DEPLER - Hybrid Statistical Control
DEPLER is a project that aims to study challenges and prospects of combining statistical online planning and deep learning of global models in single and multi-agent systems, both in discrete and continuous state and time domains. The project is an initiative of the DARTS team.
Deep Experience Planning: Local Planning with Value Functions
Currently, we are studying the combination of statistical online planning with global value functions (or distributions) learned from prior experience in order to improve planning effectiveness. The idea is to combine the effectiveness and precise value estimations obtained by bounded statistical local planning with learned value functions capturing the general value distribution in the state space. While classical statistical planners use a heuristic value when they reach their simulation horizon, we instead estimate the value of the final state of a search trace with an estimated value learned from former experience of the agent. To enable generalization, we use a deep learning approach for modeling and training the value function estimate. See here for more details on Deep Experience Planning.

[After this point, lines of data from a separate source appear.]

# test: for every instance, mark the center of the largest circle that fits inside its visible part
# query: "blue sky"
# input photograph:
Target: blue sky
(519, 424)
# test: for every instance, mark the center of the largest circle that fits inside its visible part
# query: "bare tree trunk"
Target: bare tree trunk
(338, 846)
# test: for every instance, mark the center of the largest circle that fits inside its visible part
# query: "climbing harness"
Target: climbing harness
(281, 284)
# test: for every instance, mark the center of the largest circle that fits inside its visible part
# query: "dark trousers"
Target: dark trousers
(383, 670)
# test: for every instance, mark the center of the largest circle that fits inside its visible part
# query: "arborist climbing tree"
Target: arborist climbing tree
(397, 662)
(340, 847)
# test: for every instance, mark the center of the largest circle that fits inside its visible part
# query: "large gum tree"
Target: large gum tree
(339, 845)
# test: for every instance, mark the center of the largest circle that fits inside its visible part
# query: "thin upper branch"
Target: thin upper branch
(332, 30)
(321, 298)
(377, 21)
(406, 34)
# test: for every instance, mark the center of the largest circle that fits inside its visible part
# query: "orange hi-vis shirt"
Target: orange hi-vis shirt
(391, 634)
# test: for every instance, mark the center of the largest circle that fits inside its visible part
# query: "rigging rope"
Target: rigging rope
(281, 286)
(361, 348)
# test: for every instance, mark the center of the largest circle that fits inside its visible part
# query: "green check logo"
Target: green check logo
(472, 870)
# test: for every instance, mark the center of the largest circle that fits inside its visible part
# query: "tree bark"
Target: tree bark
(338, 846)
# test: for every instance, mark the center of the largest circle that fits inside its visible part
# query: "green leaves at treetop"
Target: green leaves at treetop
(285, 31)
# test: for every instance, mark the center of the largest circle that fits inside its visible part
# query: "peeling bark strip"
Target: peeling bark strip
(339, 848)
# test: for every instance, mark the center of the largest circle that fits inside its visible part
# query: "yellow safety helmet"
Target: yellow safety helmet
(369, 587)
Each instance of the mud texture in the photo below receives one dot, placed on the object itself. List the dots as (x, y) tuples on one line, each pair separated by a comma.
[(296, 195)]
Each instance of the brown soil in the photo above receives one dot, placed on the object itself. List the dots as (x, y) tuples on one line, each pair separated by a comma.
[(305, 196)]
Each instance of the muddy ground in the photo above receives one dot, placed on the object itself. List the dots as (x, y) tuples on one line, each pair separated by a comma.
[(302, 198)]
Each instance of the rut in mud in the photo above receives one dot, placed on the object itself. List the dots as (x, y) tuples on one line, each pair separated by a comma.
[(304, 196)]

A Framework for Research on Hybrid Model-Based Control
In the long term, we are thinking about providing a research platform for hybrid control approaches combining statistical online planning and learning. With the DEPLER framework, we hope to provide an attractive and easily accessible ecosystem to foster and accelerate research on hybrid model-predictive control based on combining local planning and global learning.
The DEPLER framework is inspired by a number of openly available platforms for control research: OpenAI Gym and Universe, and the GVGAI competition.
-
Gym and Universe focus on end-to-end reinforcement learning and transfer reinforcement learning. Have a look at Alex’ Deep Q-Embedding for Transfer Reinforcement Learning for a very interesting example in this direction. However, both Gym and Universe do not provide out-of-the-box simulations that allow to focus on model predictive control. Rather, an agent has to infer the simulation model from observations first. While this is an interesting task on its own, we think that the task of effective usage of the model is interesting and deserves focused research as well. Also, both Gym and Universe focus on single agent learning - currently, there are no multi-agent scenarios.
-
The GVGAI framework is providing a simulation model for its domain out of the box. However, the focus in GVGAI is on competitive, high-performance game playing in discrete space and time domains. GVGAI agents always have a perfect model of the game available. Also, while there is a two-player GVGAI challenge, there are no team-based collaborative and/or competitive games such as capture the flag or king of the hill style scenarios. By the way: Flo achieved state-of-the-art results in the two player GVGAI competition. Watch out for Number 27 in the GVGAI scoreboards.
With DEPLER, we want to provide an open research environment with a number of baseline scenarios useful for studying hybrid control systems. We also want to provide implementations of baseline control algorithms to allow newcomers an easy start in this promising research direction. We think about providing parametrized model access: That is, scenarios may provide a parametrized distribution of models representing model uncertainty, rather than a perfect single model. Also, we think about parametrizable model errors to enable studying the robustness of control algorithms versus inadequate models.